22 Nov Dear parents, How Do You Help Me? From a Teen
Hi parents! My name is Felicity Therese Krueger. I am 18 years old [which means I have been a teenager for a hot minute now]. A Little about me; I’m an LGBT, anxious, dyslexic who grew up struggling with all the dramatics of middle and high school; all while dealing with home life and current events in the world. It may not look like it but being a teenager is stressful, scary, and completely new. The scariest thing being none of us will have the same experience. We all have commonalities but the way I process, cope and feel things will not be the same as one who has been through the same thing I have.
When talking with adults sometimes it feels like they think they can solve things the same way it was solved when they were teens. Now, it’s a valid thought process, it worked for you why won’t it work for me. Let me share an example with you. My mom is 75 generationally, she is what you call a “baby boomer”. She lived through so many major historical events and before things like wifi, cellphones, and social media were around. I am an 18-year-old who is generationally called “gen z”. I have never lived a life without electronics and was born straight into a technological revolution, I also lived through major historical events. Now, we see similarities, right? But we are vastly different. I share that information with you so you understand why it’s so important to hear from youth. So you understand what best helps us.
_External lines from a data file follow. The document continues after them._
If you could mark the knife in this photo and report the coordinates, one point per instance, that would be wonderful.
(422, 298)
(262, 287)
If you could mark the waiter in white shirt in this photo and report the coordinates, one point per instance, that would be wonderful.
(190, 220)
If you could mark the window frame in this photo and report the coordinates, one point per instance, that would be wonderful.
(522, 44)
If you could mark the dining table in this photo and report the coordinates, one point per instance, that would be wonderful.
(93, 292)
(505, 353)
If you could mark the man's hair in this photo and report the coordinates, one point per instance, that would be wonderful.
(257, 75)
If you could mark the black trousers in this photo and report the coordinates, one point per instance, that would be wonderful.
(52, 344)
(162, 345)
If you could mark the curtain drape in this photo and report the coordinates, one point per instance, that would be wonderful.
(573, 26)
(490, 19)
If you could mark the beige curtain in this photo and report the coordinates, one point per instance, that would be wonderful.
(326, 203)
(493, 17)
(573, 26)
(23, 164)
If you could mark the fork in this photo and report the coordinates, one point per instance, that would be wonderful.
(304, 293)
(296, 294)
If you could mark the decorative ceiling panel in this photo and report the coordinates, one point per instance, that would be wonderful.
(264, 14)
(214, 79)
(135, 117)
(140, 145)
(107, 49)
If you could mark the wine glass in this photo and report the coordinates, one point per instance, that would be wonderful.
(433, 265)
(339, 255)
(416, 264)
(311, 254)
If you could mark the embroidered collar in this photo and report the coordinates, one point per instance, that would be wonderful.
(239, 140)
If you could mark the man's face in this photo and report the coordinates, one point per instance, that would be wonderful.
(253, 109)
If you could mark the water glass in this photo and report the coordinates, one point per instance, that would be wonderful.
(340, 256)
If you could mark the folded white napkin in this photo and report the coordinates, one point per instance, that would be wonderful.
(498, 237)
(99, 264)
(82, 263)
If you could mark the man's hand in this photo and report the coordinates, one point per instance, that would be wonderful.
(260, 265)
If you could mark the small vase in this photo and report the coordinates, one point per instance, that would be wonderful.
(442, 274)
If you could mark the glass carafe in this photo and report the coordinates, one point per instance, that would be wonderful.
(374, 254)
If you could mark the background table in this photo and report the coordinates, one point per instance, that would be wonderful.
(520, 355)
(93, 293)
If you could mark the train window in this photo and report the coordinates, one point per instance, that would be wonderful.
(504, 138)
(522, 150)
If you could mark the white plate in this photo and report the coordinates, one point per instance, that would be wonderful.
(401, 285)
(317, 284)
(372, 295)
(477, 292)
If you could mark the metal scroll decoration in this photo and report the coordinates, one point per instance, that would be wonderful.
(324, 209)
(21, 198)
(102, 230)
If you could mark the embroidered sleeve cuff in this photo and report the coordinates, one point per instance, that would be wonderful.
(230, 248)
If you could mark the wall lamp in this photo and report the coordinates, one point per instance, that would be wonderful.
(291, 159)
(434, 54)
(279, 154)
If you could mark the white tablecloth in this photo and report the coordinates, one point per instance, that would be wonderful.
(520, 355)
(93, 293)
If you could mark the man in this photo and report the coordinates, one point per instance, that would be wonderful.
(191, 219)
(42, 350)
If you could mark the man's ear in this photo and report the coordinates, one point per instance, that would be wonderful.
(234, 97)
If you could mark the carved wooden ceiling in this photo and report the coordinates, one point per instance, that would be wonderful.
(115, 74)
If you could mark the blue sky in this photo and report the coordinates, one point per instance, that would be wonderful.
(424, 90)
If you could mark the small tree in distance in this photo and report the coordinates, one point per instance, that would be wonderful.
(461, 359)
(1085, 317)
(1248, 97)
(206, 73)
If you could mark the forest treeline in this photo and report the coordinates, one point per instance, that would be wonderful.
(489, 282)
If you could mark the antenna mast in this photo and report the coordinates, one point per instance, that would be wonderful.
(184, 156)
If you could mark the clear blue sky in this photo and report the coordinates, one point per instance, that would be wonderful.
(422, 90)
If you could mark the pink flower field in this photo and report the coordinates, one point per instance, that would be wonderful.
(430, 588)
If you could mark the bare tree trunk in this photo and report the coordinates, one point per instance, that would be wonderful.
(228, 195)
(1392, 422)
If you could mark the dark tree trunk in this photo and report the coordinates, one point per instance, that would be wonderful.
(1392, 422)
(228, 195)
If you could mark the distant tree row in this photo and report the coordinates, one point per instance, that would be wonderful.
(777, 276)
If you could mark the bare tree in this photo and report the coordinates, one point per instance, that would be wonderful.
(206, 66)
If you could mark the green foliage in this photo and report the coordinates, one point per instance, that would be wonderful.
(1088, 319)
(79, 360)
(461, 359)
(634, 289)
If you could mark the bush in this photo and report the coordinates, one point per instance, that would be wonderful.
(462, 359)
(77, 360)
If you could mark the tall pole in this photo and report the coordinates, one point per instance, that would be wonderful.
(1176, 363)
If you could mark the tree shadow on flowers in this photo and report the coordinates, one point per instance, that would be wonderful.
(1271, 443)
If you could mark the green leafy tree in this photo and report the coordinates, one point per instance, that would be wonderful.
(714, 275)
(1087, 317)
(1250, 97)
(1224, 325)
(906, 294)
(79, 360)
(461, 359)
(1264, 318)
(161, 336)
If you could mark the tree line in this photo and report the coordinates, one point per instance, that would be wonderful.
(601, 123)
So here’s what I can tell you about raising a teenager.
#1 Be a listener, not an advice-giver. What we want to do is tell you all about our problems without judgment or criticism. We want you to just listen, and don’t get me wrong, advice is great and much needed especially at our age but we will ask you when we need it.
#2 Move with the times. The world is ever-changing. Thoughts, ideas, and new terminology continue to come into our lives. Teenagers are up to date with most of it, don’t be afraid to educate by researching or asking us. We don’t mind questions said in understanding ways.
#3 Let us have choices and chances of freedom. The older we get the more responsibility and trust you should try to have in us. And I will tell you, it depends on the youth, but feel free to trust us that we know what’s best for us (even if we are wrong sometimes). Let us make decisions about outfits, friends, and anything that affects us.
#4 Be human with us. Don’t be afraid to tell us the mistakes you made growing up. It makes you human in our minds. We want to hear about how you messed up and how you fixed them. When I’m faced with the same mistake I might think about what happened to you and may not make the same mistake. I know you don’t want to arm your kids with things against you but if you keep your stories to events that happened in youth and keep the aforementioned trust and understanding when we tell you our mistakes it will be something genuine you shared with me.
#5 Lastly, love us through our mistakes. No matter what, we are teenagers. We are gonna make mistakes, fight with you, and have attitudes. What we want from you is to love and understand that we are trying to figure out ourselves. Be willing to forgive and forget but also be willing to forgive and talk about it using the same methods in # 1 and 4.
Those are the five best things I can tell you about raising a teen. I hope this helps. It will be a long difficult 7 years but we can get through it together.